El agente utilizado en todas las series fue CVT313, un derivado de purina, conocido como inhibidor de CDK2 (Brooks, E. E., et al., J. Biol. Chem. 1997, 272, 29207). El contenido medio del agente en la capa de agarre fue el mismo en todas las series y fue igual a 172 pm 7 μg/mg de la composición de polímero-agente, es decir, un grado de carga del 17% (p/p).
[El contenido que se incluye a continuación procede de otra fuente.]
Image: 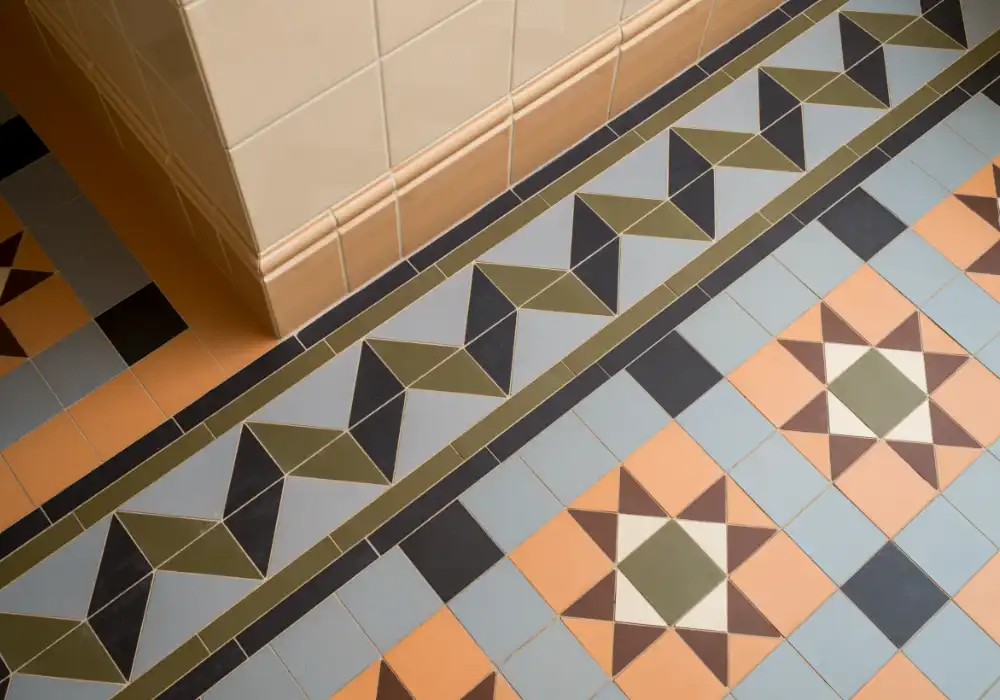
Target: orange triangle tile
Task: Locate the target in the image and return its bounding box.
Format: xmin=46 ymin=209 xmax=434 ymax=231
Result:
xmin=570 ymin=464 xmax=622 ymax=513
xmin=563 ymin=617 xmax=615 ymax=675
xmin=726 ymin=476 xmax=777 ymax=529
xmin=729 ymin=634 xmax=782 ymax=688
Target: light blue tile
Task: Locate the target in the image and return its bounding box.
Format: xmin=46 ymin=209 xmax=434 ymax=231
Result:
xmin=677 ymin=379 xmax=774 ymax=471
xmin=896 ymin=496 xmax=997 ymax=595
xmin=903 ymin=602 xmax=1000 ymax=700
xmin=677 ymin=294 xmax=771 ymax=374
xmin=868 ymin=230 xmax=959 ymax=306
xmin=732 ymin=433 xmax=828 ymax=527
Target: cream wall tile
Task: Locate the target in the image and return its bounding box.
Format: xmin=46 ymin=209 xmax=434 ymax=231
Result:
xmin=232 ymin=64 xmax=389 ymax=250
xmin=383 ymin=0 xmax=514 ymax=165
xmin=375 ymin=0 xmax=473 ymax=54
xmin=183 ymin=0 xmax=376 ymax=146
xmin=513 ymin=0 xmax=622 ymax=87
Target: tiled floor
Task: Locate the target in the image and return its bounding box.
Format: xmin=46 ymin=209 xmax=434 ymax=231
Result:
xmin=0 ymin=0 xmax=1000 ymax=700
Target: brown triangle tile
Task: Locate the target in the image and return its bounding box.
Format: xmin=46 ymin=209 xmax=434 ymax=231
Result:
xmin=727 ymin=581 xmax=781 ymax=637
xmin=563 ymin=571 xmax=615 ymax=620
xmin=611 ymin=622 xmax=667 ymax=676
xmin=677 ymin=477 xmax=726 ymax=523
xmin=878 ymin=312 xmax=923 ymax=352
xmin=886 ymin=440 xmax=938 ymax=488
xmin=618 ymin=469 xmax=667 ymax=517
xmin=930 ymin=401 xmax=981 ymax=447
xmin=677 ymin=630 xmax=729 ymax=685
xmin=569 ymin=509 xmax=618 ymax=561
xmin=726 ymin=525 xmax=775 ymax=573
xmin=830 ymin=435 xmax=877 ymax=480
xmin=778 ymin=338 xmax=826 ymax=384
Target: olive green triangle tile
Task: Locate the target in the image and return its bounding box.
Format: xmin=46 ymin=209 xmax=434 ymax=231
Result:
xmin=841 ymin=10 xmax=916 ymax=43
xmin=478 ymin=263 xmax=566 ymax=306
xmin=368 ymin=338 xmax=458 ymax=386
xmin=0 ymin=613 xmax=80 ymax=671
xmin=806 ymin=75 xmax=885 ymax=109
xmin=721 ymin=136 xmax=802 ymax=173
xmin=293 ymin=433 xmax=389 ymax=486
xmin=625 ymin=201 xmax=712 ymax=241
xmin=413 ymin=348 xmax=506 ymax=396
xmin=761 ymin=66 xmax=840 ymax=102
xmin=674 ymin=128 xmax=754 ymax=165
xmin=247 ymin=423 xmax=343 ymax=474
xmin=118 ymin=511 xmax=215 ymax=568
xmin=886 ymin=17 xmax=965 ymax=51
xmin=21 ymin=624 xmax=125 ymax=683
xmin=160 ymin=524 xmax=261 ymax=579
xmin=577 ymin=193 xmax=666 ymax=233
xmin=524 ymin=272 xmax=614 ymax=316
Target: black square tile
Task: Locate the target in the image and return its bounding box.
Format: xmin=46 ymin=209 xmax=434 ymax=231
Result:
xmin=96 ymin=283 xmax=187 ymax=365
xmin=626 ymin=331 xmax=722 ymax=418
xmin=400 ymin=501 xmax=503 ymax=603
xmin=819 ymin=187 xmax=906 ymax=261
xmin=842 ymin=542 xmax=948 ymax=647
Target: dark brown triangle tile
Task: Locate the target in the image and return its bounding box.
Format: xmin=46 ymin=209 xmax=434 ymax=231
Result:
xmin=677 ymin=630 xmax=729 ymax=685
xmin=569 ymin=509 xmax=618 ymax=561
xmin=886 ymin=440 xmax=938 ymax=488
xmin=611 ymin=622 xmax=667 ymax=675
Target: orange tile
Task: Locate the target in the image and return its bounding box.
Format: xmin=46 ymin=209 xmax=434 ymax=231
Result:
xmin=933 ymin=358 xmax=1000 ymax=446
xmin=617 ymin=630 xmax=726 ymax=700
xmin=132 ymin=330 xmax=227 ymax=416
xmin=729 ymin=340 xmax=823 ymax=426
xmin=3 ymin=412 xmax=101 ymax=504
xmin=0 ymin=275 xmax=90 ymax=356
xmin=913 ymin=197 xmax=1000 ymax=270
xmin=69 ymin=372 xmax=164 ymax=459
xmin=732 ymin=532 xmax=837 ymax=636
xmin=385 ymin=608 xmax=493 ymax=700
xmin=826 ymin=265 xmax=914 ymax=345
xmin=837 ymin=441 xmax=936 ymax=537
xmin=626 ymin=423 xmax=724 ymax=515
xmin=510 ymin=511 xmax=612 ymax=612
xmin=854 ymin=652 xmax=945 ymax=700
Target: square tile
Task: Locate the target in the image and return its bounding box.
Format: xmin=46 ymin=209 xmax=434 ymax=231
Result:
xmin=337 ymin=547 xmax=441 ymax=654
xmin=518 ymin=413 xmax=618 ymax=505
xmin=96 ymin=284 xmax=187 ymax=365
xmin=573 ymin=372 xmax=671 ymax=460
xmin=785 ymin=488 xmax=886 ymax=586
xmin=677 ymin=293 xmax=771 ymax=374
xmin=501 ymin=622 xmax=608 ymax=700
xmin=35 ymin=321 xmax=128 ymax=406
xmin=903 ymin=603 xmax=1000 ymax=700
xmin=727 ymin=257 xmax=817 ymax=335
xmin=401 ymin=501 xmax=503 ymax=603
xmin=921 ymin=275 xmax=1000 ymax=354
xmin=841 ymin=542 xmax=948 ymax=647
xmin=677 ymin=380 xmax=774 ymax=471
xmin=460 ymin=457 xmax=562 ymax=552
xmin=449 ymin=558 xmax=556 ymax=666
xmin=626 ymin=333 xmax=722 ymax=418
xmin=788 ymin=591 xmax=896 ymax=698
xmin=871 ymin=230 xmax=960 ymax=306
xmin=896 ymin=496 xmax=997 ymax=595
xmin=731 ymin=433 xmax=828 ymax=526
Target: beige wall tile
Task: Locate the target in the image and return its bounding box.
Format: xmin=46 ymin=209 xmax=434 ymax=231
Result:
xmin=183 ymin=0 xmax=376 ymax=146
xmin=510 ymin=51 xmax=618 ymax=182
xmin=399 ymin=121 xmax=510 ymax=255
xmin=375 ymin=0 xmax=474 ymax=54
xmin=231 ymin=63 xmax=389 ymax=250
xmin=611 ymin=0 xmax=712 ymax=115
xmin=383 ymin=0 xmax=514 ymax=165
xmin=513 ymin=0 xmax=622 ymax=88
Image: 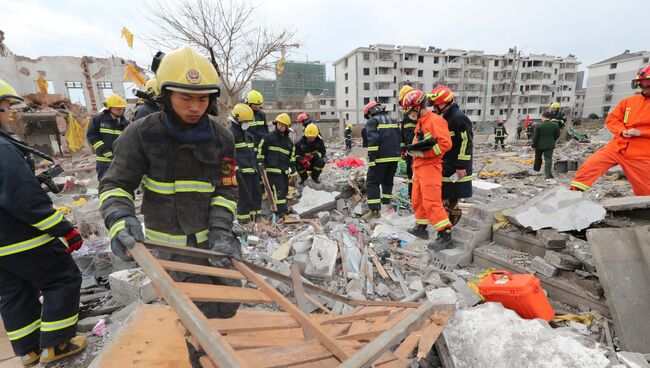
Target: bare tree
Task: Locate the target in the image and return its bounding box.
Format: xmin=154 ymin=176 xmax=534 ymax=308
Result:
xmin=150 ymin=0 xmax=300 ymax=111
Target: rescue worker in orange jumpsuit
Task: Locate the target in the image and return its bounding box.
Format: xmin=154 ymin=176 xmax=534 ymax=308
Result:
xmin=571 ymin=65 xmax=650 ymax=195
xmin=401 ymin=89 xmax=455 ymax=252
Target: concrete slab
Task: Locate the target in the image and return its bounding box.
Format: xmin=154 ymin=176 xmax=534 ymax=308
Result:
xmin=587 ymin=226 xmax=650 ymax=353
xmin=601 ymin=196 xmax=650 ymax=212
xmin=503 ymin=187 xmax=606 ymax=231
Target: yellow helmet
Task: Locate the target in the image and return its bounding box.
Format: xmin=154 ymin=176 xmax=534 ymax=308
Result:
xmin=0 ymin=79 xmax=23 ymax=105
xmin=156 ymin=46 xmax=219 ymax=94
xmin=246 ymin=90 xmax=264 ymax=105
xmin=104 ymin=93 xmax=126 ymax=109
xmin=275 ymin=113 xmax=291 ymax=128
xmin=230 ymin=104 xmax=255 ymax=122
xmin=399 ymin=85 xmax=413 ymax=102
xmin=305 ymin=123 xmax=318 ymax=137
xmin=144 ymin=78 xmax=160 ymax=96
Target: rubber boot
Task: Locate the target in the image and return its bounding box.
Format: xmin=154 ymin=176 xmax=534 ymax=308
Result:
xmin=427 ymin=227 xmax=456 ymax=252
xmin=407 ymin=225 xmax=429 ymax=240
xmin=361 ymin=210 xmax=381 ymax=221
xmin=20 ymin=350 xmax=41 ymax=367
xmin=40 ymin=336 xmax=88 ymax=367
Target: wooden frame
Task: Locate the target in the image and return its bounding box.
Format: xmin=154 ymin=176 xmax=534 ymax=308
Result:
xmin=125 ymin=243 xmax=454 ymax=367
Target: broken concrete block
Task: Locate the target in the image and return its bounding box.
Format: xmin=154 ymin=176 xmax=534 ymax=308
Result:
xmin=108 ymin=268 xmax=156 ymax=305
xmin=503 ymin=187 xmax=606 ymax=231
xmin=451 ymin=280 xmax=481 ymax=307
xmin=601 ymin=196 xmax=650 ymax=212
xmin=305 ymin=235 xmax=339 ymax=277
xmin=427 ymin=287 xmax=458 ymax=304
xmin=530 ymin=256 xmax=557 ymax=277
xmin=293 ymin=187 xmax=341 ymax=215
xmin=544 ymin=250 xmax=582 ymax=270
xmin=375 ymin=282 xmax=390 ymax=296
xmin=537 ymin=229 xmax=567 ymax=249
xmin=77 ymin=314 xmax=108 ymax=332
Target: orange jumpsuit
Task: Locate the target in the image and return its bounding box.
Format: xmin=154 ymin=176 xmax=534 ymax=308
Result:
xmin=412 ymin=110 xmax=452 ymax=231
xmin=571 ymin=94 xmax=650 ymax=195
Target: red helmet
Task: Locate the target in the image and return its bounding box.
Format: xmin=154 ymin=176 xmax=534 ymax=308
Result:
xmin=429 ymin=86 xmax=454 ymax=105
xmin=632 ymin=65 xmax=650 ymax=88
xmin=401 ymin=89 xmax=427 ymax=111
xmin=363 ymin=101 xmax=386 ymax=119
xmin=296 ymin=112 xmax=311 ymax=125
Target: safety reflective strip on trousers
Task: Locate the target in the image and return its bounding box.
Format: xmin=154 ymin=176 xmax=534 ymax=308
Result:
xmin=142 ymin=175 xmax=215 ymax=194
xmin=0 ymin=234 xmax=54 ymax=257
xmin=144 ymin=228 xmax=208 ymax=247
xmin=7 ymin=319 xmax=41 ymax=341
xmin=32 ymin=210 xmax=63 ymax=231
xmin=210 ymin=196 xmax=237 ymax=214
xmin=41 ymin=313 xmax=79 ymax=332
xmin=99 ymin=128 xmax=122 ymax=135
xmin=571 ymin=181 xmax=591 ymax=190
xmin=99 ymin=188 xmax=133 ymax=207
xmin=458 ymin=132 xmax=472 ymax=161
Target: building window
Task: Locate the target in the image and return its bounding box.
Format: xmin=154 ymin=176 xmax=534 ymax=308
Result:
xmin=65 ymin=82 xmax=86 ymax=107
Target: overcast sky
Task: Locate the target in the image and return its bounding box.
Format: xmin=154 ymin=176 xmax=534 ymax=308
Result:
xmin=0 ymin=0 xmax=650 ymax=79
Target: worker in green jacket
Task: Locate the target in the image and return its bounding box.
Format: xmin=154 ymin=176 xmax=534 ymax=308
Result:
xmin=532 ymin=112 xmax=560 ymax=179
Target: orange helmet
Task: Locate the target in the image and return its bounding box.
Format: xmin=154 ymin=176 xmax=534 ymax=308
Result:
xmin=428 ymin=86 xmax=454 ymax=105
xmin=632 ymin=65 xmax=650 ymax=88
xmin=400 ymin=89 xmax=427 ymax=111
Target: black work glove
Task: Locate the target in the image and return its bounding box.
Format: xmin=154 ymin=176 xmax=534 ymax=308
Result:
xmin=208 ymin=230 xmax=241 ymax=268
xmin=111 ymin=216 xmax=144 ymax=262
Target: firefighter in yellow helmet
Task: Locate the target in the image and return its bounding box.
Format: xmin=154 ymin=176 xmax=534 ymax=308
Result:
xmin=296 ymin=123 xmax=326 ymax=184
xmin=133 ymin=78 xmax=161 ymax=121
xmin=0 ymin=80 xmax=86 ymax=367
xmin=257 ymin=113 xmax=296 ymax=217
xmin=343 ymin=124 xmax=352 ymax=151
xmin=245 ymin=90 xmax=269 ymax=146
xmin=228 ymin=103 xmax=262 ymax=223
xmin=86 ymin=93 xmax=129 ymax=180
xmin=99 ymin=46 xmax=241 ymax=366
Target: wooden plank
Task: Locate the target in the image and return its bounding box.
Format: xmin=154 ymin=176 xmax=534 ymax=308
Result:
xmin=232 ymin=259 xmax=348 ymax=361
xmin=158 ymin=259 xmax=246 ymax=280
xmin=321 ymin=309 xmax=390 ymax=325
xmin=291 ymin=263 xmax=314 ymax=339
xmin=130 ymin=243 xmax=243 ymax=368
xmin=176 ymin=282 xmax=273 ymax=303
xmin=237 ymin=340 xmax=332 ymax=368
xmin=91 ymin=304 xmax=191 ymax=368
xmin=340 ymin=301 xmax=453 ymax=368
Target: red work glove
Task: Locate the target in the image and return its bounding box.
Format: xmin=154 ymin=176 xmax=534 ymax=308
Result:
xmin=65 ymin=228 xmax=84 ymax=254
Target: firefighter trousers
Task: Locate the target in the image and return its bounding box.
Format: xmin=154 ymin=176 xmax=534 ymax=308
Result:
xmin=0 ymin=239 xmax=81 ymax=356
xmin=412 ymin=166 xmax=451 ymax=231
xmin=237 ymin=171 xmax=262 ymax=222
xmin=571 ymin=146 xmax=650 ymax=195
xmin=366 ymin=162 xmax=397 ymax=210
xmin=266 ymin=172 xmax=289 ymax=216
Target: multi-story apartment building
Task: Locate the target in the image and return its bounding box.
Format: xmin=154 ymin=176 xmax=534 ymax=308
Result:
xmin=582 ymin=50 xmax=650 ymax=117
xmin=334 ymin=44 xmax=579 ymax=123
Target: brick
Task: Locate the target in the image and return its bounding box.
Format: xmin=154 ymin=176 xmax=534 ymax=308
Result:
xmin=108 ymin=268 xmax=157 ymax=305
xmin=537 ymin=229 xmax=567 ymax=249
xmin=530 ymin=256 xmax=557 ymax=277
xmin=544 ymin=250 xmax=582 ymax=271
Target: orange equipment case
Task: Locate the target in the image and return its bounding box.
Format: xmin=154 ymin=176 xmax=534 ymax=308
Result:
xmin=478 ymin=271 xmax=555 ymax=321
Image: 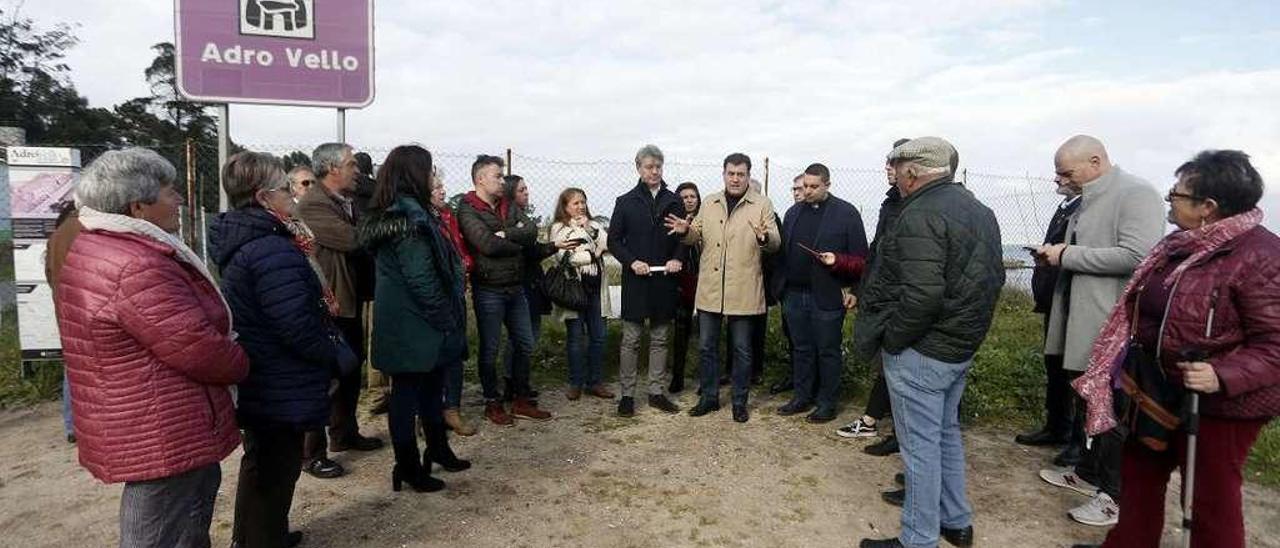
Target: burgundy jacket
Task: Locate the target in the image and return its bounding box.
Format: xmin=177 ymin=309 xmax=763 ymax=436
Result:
xmin=58 ymin=230 xmax=248 ymax=483
xmin=1146 ymin=227 xmax=1280 ymax=419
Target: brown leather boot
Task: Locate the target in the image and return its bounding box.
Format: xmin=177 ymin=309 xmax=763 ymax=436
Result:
xmin=444 ymin=408 xmax=476 ymax=435
xmin=511 ymin=397 xmax=552 ymax=420
xmin=484 ymin=401 xmax=516 ymax=426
Las placas SS revestidas por una cara se pusieron en suspensión en solución salina tamponada de pH 7,4 en una celda tapada de espectrofotómetro con la superficie revestida expuesta a la solución y las cantidades de agente liberadas de los revestimientos se determinaron por medición de los espectros de absorción UV de la solución. La cantidad de agente liberado se determinó a partir de la concentración de agente y del volumen de la solución receptora y se representaron frente al tiempo de incubación. En la Fig. 8 se presentan las fracciones acumuladas de CVT313 liberadas de las cinco series de placas revestidas por películas de la composición polímero-agente con el mismo contenido del agente y diferente proporción de unidades estructurales de L-lactida y D-lactida en la matriz de polímero. Los valores medios de los datos de liberación por triplicado se representan frente a una escala de tiempo lineal.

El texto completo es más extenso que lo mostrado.